Friday, July 21, 2006
As is often the case when I'm unable to sleep but very tired I turned on the radio tonight. The local NPR affiliate was playing some lovely violinist (I didn't catch the name) whose work melded classical and "ethnic" styles. It set me to thinking, given recent horrible events in the Middle East, of one of my favorite musical experiences--seeing a performance of the Egyptian National Orchestra. It also goes by the name of the Oum Kalthoum Orchestra after the famous Egyptian singer, Oum Kalthoum. (There are various spellings of her name. You can also read about her here as Umm Kulthoum.) I did some searching online to see what else was available about her and, behold! a nice overview at Perfect Sound Forever.
Oddest thing--the main source for the article is a book written by one "Virginia Danielson." That was, in fact, my mother's name. It seems that this Virginia wrote a book called The Voice of Egypt. The mention of her and her writing on Oum struck me as quite meaningful, in light of recent events:
"In the 1960's, Riad el-Sounbatti was still writing songs such as "A'qllak Eih" (1961), which is full of Kalthoum's virtuosic, inventive, variations on the same line or phrase. The second half, at first, sounds as though it is a new song. It contains passages of exquisite vulnerability, her voice plaintive while violin, kanun, and ney drift around it as sea-gulls do above the ocean. "El Hob Kedah," also from 1961, is another strong contribution from el-Sounbatti. "Al Atlal" (1966) is a particularly famous work from this period. The text is a love poem, but the words were commonly given other interpretations. Virginia Danielson writes: "Several of the climactic lines took on political meaning: 'Give me my freedom, set free my hands! I have given freely, I have held back nothing. Ah, how your chains have made my wrist bleed. . . .' In 1966, these lines were perceived by some as addressed to the repressive measures of 'Abd al-Nasir's government. After the Egyptian defeat of 1967, they took on a wider meaning, suggestive of the bondage in which many Egyptians felt the entire Arab world to be held." (Voice of Egypt, p. 180) The title itself translates as "The Ruins" or "The Traces." The piece draws heavily on Western classical music, but long stretches of it rock or swing with Arabic rhythms. Instrumentation includes a violin section, a prominently featured upright bass, and kanun. Though late in her career, Kalthoum's singing is quite powerful throughout this work, which is extremely dramatic even by her standards. Kalthoum's vocal delivery is relatively straight, with few obvious improvisatory digressions."

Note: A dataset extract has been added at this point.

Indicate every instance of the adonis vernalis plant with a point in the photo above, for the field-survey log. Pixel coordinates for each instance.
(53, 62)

Now, this isn't all about me, of course, but I just want to point out that the song Virginia Danielson writes about as having resonant political meaning for the entire Arab world, Al Atlal, was written in 1966, the year of my birth. More important is the point that Oum's ouevre was and remains so meaningful and resonant for the Arab world. The experience of sitting in an audience filled with Middle Eastern peoples from various countries all singing and clapping along and shouting out requests for familiar songs was an incredibly joyous and moving experience. That love of music, at the deepest and most emotional level, was absolutely something my mother (and father) transmitted to me. My mother, though she didn't see that particular performance, would have so understood and sympathized with the audience's joy and participatory passion. It was one of her great gifts, that deep, visceral connection to music--a gift, I think, often lost on American audiences.
At the moment I write this the music has stopped for the NPR news updates, primarily concerning Lebanon. The report isn't about joy and solidarity and music, but of tears and cries of pain and suffering. Perhaps the coincidence of my meandering thoughts and discoveries is not such a happy one; if anything it is a moving and painful reminder of the many things that are lost in war. I wonder if anyone in Lebanon or Palestine or Iraq is listening to Oum singing "Al Atlal" tonight.